Tous ces thèmes ont été servis avec une sauce idéologique particulièrement intéressante : « Grâce à dieu, grâce à dieu, grâce à dieu nous connaissons la paix en Europe depuis plus de 60 ans ». « La paix a été préservée grâce à la bombe nucléaire » etc… Nous avons aussi été incités à orienter nos élèves en difficulté vers des carrières militaires !! Tout ça avec en arrière plan des images de jeunes militaires avec des armes à la main en exercice de tirs etc…

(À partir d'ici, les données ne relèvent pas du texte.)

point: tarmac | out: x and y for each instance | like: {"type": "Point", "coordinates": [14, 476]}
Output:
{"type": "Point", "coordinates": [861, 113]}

Nous avons été plusieurs à nous demander si ce n’était pas une mauvaise blague avec une caméra cachée…
Evidemment beaucoup de nos collègues furieux que l’on se moque de leurs préoccupations quotidiennes (apprendre à construire des séquences de cours ou évaluer les élèves par exemple) ont déjà commencé à quitter massivement les lieux… l’IPR, irrité, alors lâche quelques remarques injurieuses allant jusqu’à remettre en doute notre posture professionnelle. Peut être aurait-il dû se féliciter d’avoir devant lui des enseignants avec un esprit critique !
La fin de la séance a été épique, l’IPR nous a interpelés en nous interpellant : « Bon… nous sommes en retard mais … A qui la faute ? »
… Il a ensuite apostrophé une professeur stagiaire qui était en train de se diriger vers la sortie et lui a dit « Mademoiselle, vous n’avez pas le droit de quitter la salle, vous êtes payée pour suivre ces formations »… A la professeur stagiaire de lui rétorquer courageusement « j’ai un train à prendre, il est 16h 31 et je ne suis payée que jusqu’à 16h30 ».
Face à l’hostilité généralisée et réciproque, beaucoup ont quitté la salle. Le commandant de réserve, visiblement en colère se permet une comparaison hasardeuse : «En salle des profs, on entend des conversations d’intellectuels qui ne servent à rien alors que nous dans l’armée on est dans l’action pour la nation » et enfin, un autre gradé de l’armée prend la suite en affirmant de manière décomplexée qu’il n’y a pas de déontologie dans l’éducation nationale !
Pour conclure, nous nous sommes tous sentis insultés tant par le choix des thèmes abordés qui témoignent d’une ignorance totale de nos problèmes quotidiens que par des propos inacceptables à notre égard et sur l’ensemble de la profession que, quelque part nous représentions ce jour là. J’attends une réponse des autorités
compétentes.
Je souhaite évidemment rester anonyme.